Diyalektik kavramı, (Türkçe’de yeni söyleyişi ile Eytişim diyoruz) başlangıçta tartışma sanatı, ya da çelişkili yollardan muhataplarını ikna etme sanatı anlamında temel bir şekilde kullanıldı. Karşıt düşüncelerin aytışarak tartışarak, bir akıl yürütme sağlamak için yapılan fiildi. Diyalektik ve paralelindeki Sokratik yöntem, neredeyse insanlık tarihi kadar yaşlıdır. Bir tür tartışma ve düşünme sanatı olarak diyalektik Antik Çağ'a dayanır. Değişimin ve hareketin sürekliliği düşüncesi bu aşamada diyalektik olarak ifade edilmiş. Başlarda daha temel alınan bir şekille bir fikirden olumlu ve olumsuz bütün düşünceleri çıkarma yöntemi olarak tanımlanmaktaydı.

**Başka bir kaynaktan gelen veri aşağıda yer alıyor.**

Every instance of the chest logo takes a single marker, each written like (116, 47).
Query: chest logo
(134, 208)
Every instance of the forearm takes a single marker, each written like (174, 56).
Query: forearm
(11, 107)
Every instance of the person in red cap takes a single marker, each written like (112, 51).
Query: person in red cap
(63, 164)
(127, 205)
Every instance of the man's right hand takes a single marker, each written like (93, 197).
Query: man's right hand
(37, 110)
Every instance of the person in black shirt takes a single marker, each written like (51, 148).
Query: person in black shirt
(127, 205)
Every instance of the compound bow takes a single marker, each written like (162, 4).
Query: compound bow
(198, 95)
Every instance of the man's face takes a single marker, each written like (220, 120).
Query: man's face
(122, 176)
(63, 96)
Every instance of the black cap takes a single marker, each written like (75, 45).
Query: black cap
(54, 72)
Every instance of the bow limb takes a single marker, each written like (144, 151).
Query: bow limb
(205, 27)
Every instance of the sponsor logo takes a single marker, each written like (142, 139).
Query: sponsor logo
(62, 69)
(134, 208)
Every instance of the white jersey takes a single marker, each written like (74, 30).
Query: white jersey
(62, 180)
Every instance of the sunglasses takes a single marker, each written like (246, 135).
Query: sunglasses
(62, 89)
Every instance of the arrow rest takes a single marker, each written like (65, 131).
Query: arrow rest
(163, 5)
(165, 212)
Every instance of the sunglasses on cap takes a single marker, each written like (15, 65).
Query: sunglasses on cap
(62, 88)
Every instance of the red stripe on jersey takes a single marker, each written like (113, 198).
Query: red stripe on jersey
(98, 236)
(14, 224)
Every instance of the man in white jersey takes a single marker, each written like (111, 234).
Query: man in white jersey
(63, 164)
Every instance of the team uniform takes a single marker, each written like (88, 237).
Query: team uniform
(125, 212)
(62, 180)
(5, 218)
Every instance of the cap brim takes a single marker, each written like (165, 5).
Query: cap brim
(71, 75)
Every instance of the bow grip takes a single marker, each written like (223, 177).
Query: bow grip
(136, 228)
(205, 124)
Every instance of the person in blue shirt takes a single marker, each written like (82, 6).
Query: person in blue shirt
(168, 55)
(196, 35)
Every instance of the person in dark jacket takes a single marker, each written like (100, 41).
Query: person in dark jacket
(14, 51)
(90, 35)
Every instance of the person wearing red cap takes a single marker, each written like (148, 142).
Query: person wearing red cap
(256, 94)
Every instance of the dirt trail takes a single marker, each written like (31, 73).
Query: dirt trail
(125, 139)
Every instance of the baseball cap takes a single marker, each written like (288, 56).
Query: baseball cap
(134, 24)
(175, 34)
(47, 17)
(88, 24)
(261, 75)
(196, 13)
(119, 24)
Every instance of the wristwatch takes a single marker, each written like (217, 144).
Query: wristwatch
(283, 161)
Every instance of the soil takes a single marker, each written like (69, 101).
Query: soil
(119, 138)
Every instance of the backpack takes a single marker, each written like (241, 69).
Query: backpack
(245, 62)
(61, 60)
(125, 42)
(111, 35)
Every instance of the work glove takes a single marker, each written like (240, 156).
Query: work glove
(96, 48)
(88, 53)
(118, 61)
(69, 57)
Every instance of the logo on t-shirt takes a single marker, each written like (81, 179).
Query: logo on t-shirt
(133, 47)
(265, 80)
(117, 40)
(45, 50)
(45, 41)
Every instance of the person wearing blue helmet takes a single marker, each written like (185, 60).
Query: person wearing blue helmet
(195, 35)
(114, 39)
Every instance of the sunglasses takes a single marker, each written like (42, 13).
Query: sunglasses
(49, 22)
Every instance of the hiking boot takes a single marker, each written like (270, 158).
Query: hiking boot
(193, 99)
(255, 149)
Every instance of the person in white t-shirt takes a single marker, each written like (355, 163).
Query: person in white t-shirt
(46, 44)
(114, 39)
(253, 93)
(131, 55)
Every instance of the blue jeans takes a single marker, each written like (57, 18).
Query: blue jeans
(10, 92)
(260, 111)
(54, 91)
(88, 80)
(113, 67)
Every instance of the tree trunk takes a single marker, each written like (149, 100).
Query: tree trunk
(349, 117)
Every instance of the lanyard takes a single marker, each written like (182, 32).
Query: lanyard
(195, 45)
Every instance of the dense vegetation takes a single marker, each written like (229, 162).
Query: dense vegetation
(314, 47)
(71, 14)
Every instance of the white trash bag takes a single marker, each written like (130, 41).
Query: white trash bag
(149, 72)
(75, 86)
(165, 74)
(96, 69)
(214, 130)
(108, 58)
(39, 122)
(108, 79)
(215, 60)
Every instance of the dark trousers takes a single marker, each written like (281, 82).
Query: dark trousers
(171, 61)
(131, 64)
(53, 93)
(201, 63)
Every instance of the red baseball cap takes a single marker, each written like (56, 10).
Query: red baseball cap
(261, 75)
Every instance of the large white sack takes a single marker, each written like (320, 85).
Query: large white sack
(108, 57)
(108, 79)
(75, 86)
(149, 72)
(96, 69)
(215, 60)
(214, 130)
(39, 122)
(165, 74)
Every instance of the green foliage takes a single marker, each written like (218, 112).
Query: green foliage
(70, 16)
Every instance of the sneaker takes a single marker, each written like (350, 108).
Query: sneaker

Platoncu anlayışta fikirler, gerçek anlamına geldiklerinden diyalektik fikirlerin diyalektiğidir.
Bugün incelediğimizde İlk Çağ filozoflarının birbirine zıt yönlerde de olsa diyalektikçi olduklarını kolaylıkla görebiliriz. Sokrates’te ve Sofistler’de de diyalektiğin kullanıldığı felsefe tarihinin bulguları arasındadır. Aristotales, diyalektiğin babası olarak Heraklitos’u değil Elealı Zenon’u gösterir.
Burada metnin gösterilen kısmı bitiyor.